However, achieving and maintaining substantial cash reserves can be challenging. The experience of electric vehicle startup Fisker serves as a cautionary tale. In 2024, Fisker filed for Chapter 11 bankruptcy after a rapid cash burn during the production and delivery of its Ocean SUVs in the U.S. and Europe. The company struggled to secure additional funding and faced production challenges, leading to its financial downfall.
Strategies to Build and Maintain Cash Reserves
To avoid similar pitfalls, consider the following strategies:
Calculate Your Burn Rate – Determine your monthly expenses and set a target to maintain reserves covering 3–6 months of operating costs.
Separate Accounts – Maintain distinct accounts for operations, taxes, growth initiatives, and emergency funds to ensure clarity and discipline in financial management.
Implement a Savings Plan – Allocate a fixed percentage of your revenue to your reserve fund consistently.
Use Rolling Cash Flow Forecasts – Employ 13-week rolling forecasts to anticipate cash shortages and make informed financial decisions.
Automate Transfers – Set up automatic transfers to your reserve account upon receiving revenue to ensure consistent savings.
Regularly Review Reserve Targets – Assess and adjust your reserve goals quarterly to account for seasonal variations and business changes.
Establish Clear Policies – Define guidelines for when to utilize reserve funds and strategies for replenishing them.
Leverage Financial Products – Consider using high-interest savings accounts or credit cards with cashback rewards to enhance your reserves.
By implementing these practices, businesses can build a financial cushion that not only safeguards against unforeseen challenges but also positions them for sustainable growth.
2. Optimize Inventory
Inventory can be a double-edged sword—too much of it ties up cash in unsold products, while too little can lead to missed sales and dissatisfied customers. Overinvesting in inventory becomes especially risky when sales fall short of expectations, leaving businesses strapped for working capital.
Compounding the challenge, many companies face seasonal fluctuations in demand, which can make inventory planning even more complex. Without accurate forecasting and proactive management, these swings can disrupt cash flow and strain resources during slow periods.
To mitigate these risks, business owners should use an inventory management system that helps track stock levels, automate reordering, and identify purchasing patterns. Incorporating demand forecasting tools and historical sales data allows you to strike the right balance, ensuring key products are in stock without overstocking.

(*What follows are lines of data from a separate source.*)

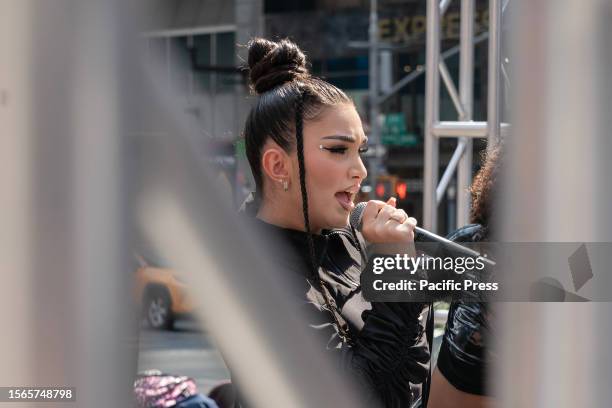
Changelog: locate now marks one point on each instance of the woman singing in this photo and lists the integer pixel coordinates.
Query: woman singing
(304, 139)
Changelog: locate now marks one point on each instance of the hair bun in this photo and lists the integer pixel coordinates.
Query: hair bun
(272, 64)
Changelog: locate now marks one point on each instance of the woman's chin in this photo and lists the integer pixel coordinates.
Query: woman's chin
(340, 222)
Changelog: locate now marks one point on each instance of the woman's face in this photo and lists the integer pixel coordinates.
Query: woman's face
(333, 144)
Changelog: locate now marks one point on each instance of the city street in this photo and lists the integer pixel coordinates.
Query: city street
(187, 350)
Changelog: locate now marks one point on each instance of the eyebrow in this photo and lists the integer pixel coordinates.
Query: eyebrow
(344, 138)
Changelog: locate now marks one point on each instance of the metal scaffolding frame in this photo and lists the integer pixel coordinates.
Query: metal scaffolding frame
(463, 99)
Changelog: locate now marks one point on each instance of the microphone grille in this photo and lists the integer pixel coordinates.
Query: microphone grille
(356, 215)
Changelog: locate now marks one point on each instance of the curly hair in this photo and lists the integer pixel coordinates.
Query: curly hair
(484, 188)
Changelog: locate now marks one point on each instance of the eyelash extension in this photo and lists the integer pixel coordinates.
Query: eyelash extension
(342, 150)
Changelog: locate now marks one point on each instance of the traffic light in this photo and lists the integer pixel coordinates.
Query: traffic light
(401, 189)
(387, 186)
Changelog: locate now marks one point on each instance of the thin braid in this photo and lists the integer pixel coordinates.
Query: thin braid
(299, 135)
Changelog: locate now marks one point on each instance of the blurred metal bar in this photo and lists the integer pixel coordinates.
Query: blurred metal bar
(450, 87)
(432, 102)
(444, 6)
(374, 136)
(17, 345)
(68, 282)
(450, 169)
(557, 189)
(493, 97)
(466, 94)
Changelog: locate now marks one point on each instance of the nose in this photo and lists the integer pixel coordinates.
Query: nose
(358, 170)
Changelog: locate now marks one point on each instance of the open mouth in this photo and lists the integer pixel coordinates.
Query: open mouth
(345, 199)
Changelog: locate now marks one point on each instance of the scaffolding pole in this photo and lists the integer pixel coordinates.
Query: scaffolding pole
(464, 128)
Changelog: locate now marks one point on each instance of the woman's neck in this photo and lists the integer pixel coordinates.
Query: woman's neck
(282, 215)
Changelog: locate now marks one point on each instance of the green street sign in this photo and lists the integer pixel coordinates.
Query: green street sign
(394, 131)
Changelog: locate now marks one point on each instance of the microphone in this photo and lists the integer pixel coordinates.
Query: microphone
(422, 235)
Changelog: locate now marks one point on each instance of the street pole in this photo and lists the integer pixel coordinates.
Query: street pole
(374, 136)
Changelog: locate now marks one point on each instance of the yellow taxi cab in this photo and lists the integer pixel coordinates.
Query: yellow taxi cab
(161, 293)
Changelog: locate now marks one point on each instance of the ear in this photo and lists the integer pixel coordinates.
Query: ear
(275, 162)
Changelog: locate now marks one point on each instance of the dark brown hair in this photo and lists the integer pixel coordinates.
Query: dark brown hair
(278, 74)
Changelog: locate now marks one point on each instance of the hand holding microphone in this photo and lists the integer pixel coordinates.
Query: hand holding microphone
(383, 223)
(379, 223)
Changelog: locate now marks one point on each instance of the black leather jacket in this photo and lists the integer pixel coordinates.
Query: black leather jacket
(387, 352)
(464, 353)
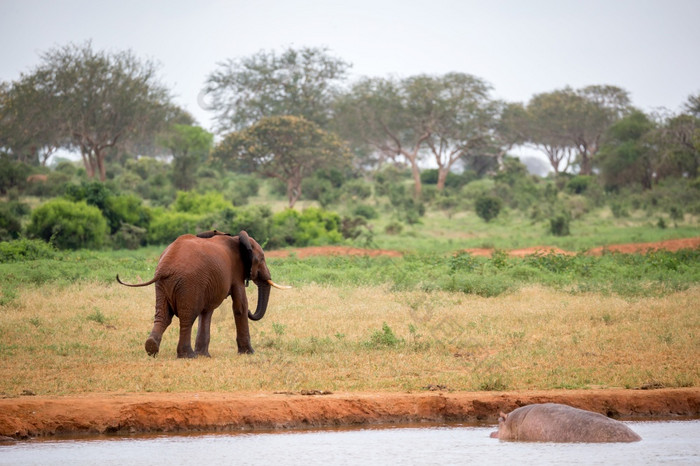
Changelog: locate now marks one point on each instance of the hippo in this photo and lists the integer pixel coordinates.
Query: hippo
(552, 422)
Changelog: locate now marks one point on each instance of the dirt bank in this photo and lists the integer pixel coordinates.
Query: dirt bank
(31, 416)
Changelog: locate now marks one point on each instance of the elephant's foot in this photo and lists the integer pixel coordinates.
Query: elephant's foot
(152, 346)
(186, 353)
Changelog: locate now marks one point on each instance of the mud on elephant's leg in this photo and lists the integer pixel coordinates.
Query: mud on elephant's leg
(240, 314)
(161, 321)
(201, 346)
(184, 345)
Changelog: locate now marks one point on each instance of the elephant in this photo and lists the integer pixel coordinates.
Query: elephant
(194, 275)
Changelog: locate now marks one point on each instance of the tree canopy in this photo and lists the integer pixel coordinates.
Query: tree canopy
(441, 117)
(90, 100)
(288, 148)
(297, 82)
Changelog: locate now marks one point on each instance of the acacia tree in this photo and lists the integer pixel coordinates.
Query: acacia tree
(189, 145)
(374, 114)
(299, 82)
(627, 154)
(443, 117)
(546, 127)
(27, 130)
(569, 119)
(288, 148)
(101, 100)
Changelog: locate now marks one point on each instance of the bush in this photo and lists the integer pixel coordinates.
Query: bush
(10, 219)
(12, 174)
(311, 227)
(129, 209)
(488, 207)
(68, 225)
(256, 220)
(166, 225)
(559, 224)
(25, 250)
(579, 184)
(366, 211)
(117, 209)
(195, 203)
(129, 237)
(357, 189)
(394, 228)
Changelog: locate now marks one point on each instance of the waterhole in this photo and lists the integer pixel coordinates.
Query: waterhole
(663, 442)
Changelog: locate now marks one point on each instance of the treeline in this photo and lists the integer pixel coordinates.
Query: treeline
(293, 118)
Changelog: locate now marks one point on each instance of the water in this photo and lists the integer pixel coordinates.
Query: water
(674, 442)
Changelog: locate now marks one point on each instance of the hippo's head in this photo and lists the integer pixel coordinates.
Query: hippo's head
(503, 431)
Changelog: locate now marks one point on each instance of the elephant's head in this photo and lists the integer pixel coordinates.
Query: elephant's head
(256, 270)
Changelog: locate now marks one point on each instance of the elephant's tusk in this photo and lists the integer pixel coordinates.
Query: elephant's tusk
(280, 287)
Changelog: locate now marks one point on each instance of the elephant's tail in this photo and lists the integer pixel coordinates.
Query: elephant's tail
(150, 282)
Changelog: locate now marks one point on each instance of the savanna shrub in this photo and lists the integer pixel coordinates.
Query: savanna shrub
(11, 214)
(195, 203)
(488, 207)
(128, 209)
(311, 227)
(394, 228)
(579, 184)
(129, 237)
(366, 211)
(68, 225)
(117, 209)
(559, 224)
(12, 174)
(256, 220)
(357, 189)
(25, 249)
(165, 225)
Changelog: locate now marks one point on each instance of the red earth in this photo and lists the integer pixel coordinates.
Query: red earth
(100, 413)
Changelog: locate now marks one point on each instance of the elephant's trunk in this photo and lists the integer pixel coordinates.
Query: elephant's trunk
(263, 298)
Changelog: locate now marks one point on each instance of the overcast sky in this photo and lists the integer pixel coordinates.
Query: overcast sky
(521, 47)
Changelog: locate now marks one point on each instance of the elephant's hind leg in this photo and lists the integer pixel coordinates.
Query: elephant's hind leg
(161, 321)
(201, 346)
(184, 346)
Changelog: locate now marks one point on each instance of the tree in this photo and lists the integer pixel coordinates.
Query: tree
(679, 139)
(190, 146)
(547, 116)
(510, 130)
(27, 128)
(627, 154)
(100, 100)
(288, 148)
(443, 117)
(567, 120)
(296, 82)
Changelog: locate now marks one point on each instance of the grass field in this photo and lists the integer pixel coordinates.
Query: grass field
(88, 337)
(431, 318)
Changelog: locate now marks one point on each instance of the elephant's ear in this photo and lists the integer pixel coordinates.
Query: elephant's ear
(246, 253)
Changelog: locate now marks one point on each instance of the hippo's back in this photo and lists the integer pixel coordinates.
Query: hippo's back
(551, 422)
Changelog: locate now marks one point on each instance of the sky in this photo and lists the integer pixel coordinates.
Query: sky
(520, 47)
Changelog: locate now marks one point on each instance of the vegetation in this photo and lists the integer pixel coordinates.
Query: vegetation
(350, 161)
(333, 338)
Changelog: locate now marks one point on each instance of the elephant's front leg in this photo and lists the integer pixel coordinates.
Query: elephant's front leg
(161, 321)
(184, 345)
(240, 314)
(201, 346)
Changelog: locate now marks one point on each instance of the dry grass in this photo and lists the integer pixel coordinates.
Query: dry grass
(89, 338)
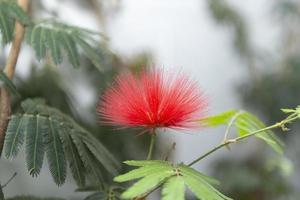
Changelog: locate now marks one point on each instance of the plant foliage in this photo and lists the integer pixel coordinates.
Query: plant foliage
(173, 179)
(58, 38)
(32, 198)
(245, 123)
(47, 131)
(109, 193)
(9, 12)
(9, 84)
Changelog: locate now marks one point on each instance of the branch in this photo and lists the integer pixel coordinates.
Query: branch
(281, 124)
(9, 70)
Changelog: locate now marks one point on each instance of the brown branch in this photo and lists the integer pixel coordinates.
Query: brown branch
(9, 70)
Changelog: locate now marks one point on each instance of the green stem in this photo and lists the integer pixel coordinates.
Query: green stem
(227, 142)
(151, 146)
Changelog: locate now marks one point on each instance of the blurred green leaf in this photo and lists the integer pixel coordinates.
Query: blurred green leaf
(153, 174)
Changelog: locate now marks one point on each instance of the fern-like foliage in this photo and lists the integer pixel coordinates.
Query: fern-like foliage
(9, 12)
(245, 123)
(47, 131)
(172, 179)
(109, 193)
(32, 198)
(58, 38)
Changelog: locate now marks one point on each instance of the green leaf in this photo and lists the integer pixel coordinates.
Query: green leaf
(286, 110)
(9, 12)
(54, 43)
(140, 163)
(6, 25)
(143, 171)
(202, 189)
(152, 174)
(75, 163)
(220, 119)
(58, 38)
(9, 84)
(32, 198)
(245, 123)
(100, 152)
(64, 141)
(89, 51)
(1, 194)
(38, 41)
(97, 196)
(55, 153)
(71, 49)
(87, 158)
(36, 128)
(173, 189)
(193, 173)
(16, 12)
(146, 184)
(14, 137)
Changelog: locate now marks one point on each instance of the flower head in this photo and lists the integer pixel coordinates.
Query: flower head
(152, 99)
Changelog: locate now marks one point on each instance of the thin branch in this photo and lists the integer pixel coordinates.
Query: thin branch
(227, 142)
(9, 70)
(151, 146)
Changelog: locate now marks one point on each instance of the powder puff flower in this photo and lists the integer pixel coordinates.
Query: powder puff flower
(152, 99)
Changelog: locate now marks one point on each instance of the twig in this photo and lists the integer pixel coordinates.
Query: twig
(227, 142)
(9, 70)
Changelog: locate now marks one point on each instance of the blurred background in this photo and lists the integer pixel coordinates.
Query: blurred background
(243, 54)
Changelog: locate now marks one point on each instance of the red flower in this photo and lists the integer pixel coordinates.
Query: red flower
(152, 100)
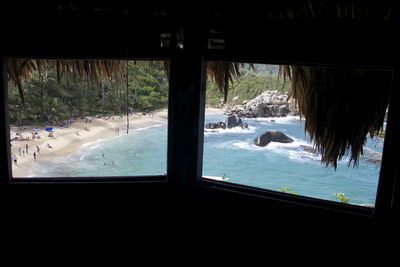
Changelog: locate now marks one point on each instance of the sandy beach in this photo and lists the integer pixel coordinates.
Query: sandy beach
(66, 140)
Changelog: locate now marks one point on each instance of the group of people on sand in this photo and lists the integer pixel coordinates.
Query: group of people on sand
(22, 153)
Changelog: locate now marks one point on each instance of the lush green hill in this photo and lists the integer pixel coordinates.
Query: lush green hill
(49, 98)
(251, 84)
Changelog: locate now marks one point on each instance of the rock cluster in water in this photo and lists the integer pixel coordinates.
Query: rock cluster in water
(230, 122)
(271, 136)
(268, 104)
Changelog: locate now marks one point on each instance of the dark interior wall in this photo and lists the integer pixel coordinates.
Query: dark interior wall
(182, 198)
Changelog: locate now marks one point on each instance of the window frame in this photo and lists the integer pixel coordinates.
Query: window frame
(386, 196)
(84, 179)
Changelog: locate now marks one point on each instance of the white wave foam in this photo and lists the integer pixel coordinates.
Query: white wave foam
(294, 151)
(251, 129)
(278, 120)
(147, 127)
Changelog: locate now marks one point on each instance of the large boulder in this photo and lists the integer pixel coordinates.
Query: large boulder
(271, 136)
(231, 121)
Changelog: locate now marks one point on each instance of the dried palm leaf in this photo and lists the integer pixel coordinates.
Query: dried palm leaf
(341, 107)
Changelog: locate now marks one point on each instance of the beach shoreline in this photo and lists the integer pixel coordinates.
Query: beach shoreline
(70, 139)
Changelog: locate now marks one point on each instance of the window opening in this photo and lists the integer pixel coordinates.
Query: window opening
(71, 118)
(258, 139)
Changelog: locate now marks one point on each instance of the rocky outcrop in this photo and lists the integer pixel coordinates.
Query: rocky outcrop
(230, 122)
(268, 104)
(271, 136)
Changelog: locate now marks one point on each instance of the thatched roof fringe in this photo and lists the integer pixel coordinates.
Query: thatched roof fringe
(341, 107)
(20, 70)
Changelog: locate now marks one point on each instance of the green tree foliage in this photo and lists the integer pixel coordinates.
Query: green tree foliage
(251, 84)
(48, 98)
(342, 197)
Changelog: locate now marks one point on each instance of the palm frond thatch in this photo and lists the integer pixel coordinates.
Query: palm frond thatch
(20, 70)
(341, 107)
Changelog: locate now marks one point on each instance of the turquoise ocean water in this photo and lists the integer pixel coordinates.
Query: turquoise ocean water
(230, 152)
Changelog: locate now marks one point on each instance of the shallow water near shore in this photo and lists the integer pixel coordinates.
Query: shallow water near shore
(276, 166)
(231, 153)
(141, 152)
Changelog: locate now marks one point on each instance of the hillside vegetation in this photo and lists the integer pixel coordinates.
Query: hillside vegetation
(251, 84)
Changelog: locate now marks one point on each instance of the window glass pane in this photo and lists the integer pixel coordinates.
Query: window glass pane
(257, 103)
(74, 121)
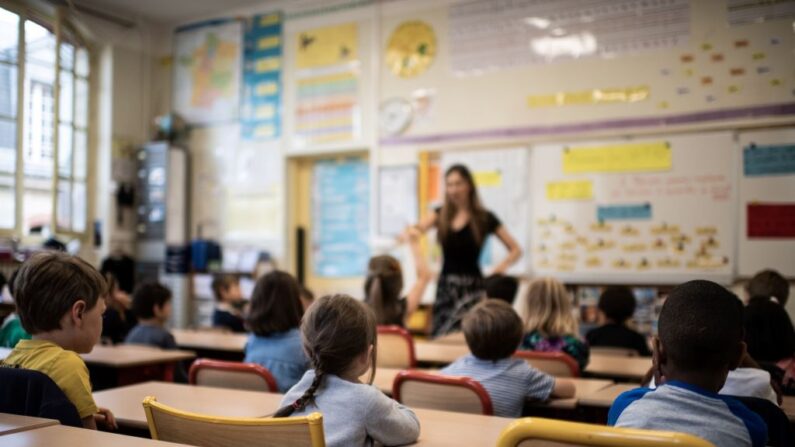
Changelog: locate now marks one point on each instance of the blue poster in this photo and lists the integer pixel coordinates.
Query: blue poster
(340, 217)
(262, 85)
(769, 160)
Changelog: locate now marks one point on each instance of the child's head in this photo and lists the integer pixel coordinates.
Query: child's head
(768, 331)
(617, 303)
(275, 304)
(700, 333)
(58, 292)
(152, 301)
(501, 287)
(226, 288)
(549, 308)
(492, 329)
(770, 284)
(339, 337)
(382, 289)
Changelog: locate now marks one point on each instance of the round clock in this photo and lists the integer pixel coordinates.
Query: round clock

Adopting a just-in-time (JIT) approach can also help. By keeping inventory on hand for the shortest time possible, you reduce holding costs and preserve liquidity. Combined with regular cash flow projections, this strategy helps you stay ahead of seasonal demand changes and maintain healthier financial stability year-round.
3. Streamline Invoices and Payments
Efficient billing and payment processes are indispensable for maintaining healthy cash flow. Delays in invoicing or relying on outdated payment methods can slow down your cash inflows and increase financial risk.
Start by sending invoices immediately after a product is delivered or a service is completed. The sooner you invoice, the sooner you can expect to be paid. Implementing a streamlined and possibly automated invoicing system ensures that bills go out promptly, with clear payment terms and due dates that eliminate confusion and encourage timely payments.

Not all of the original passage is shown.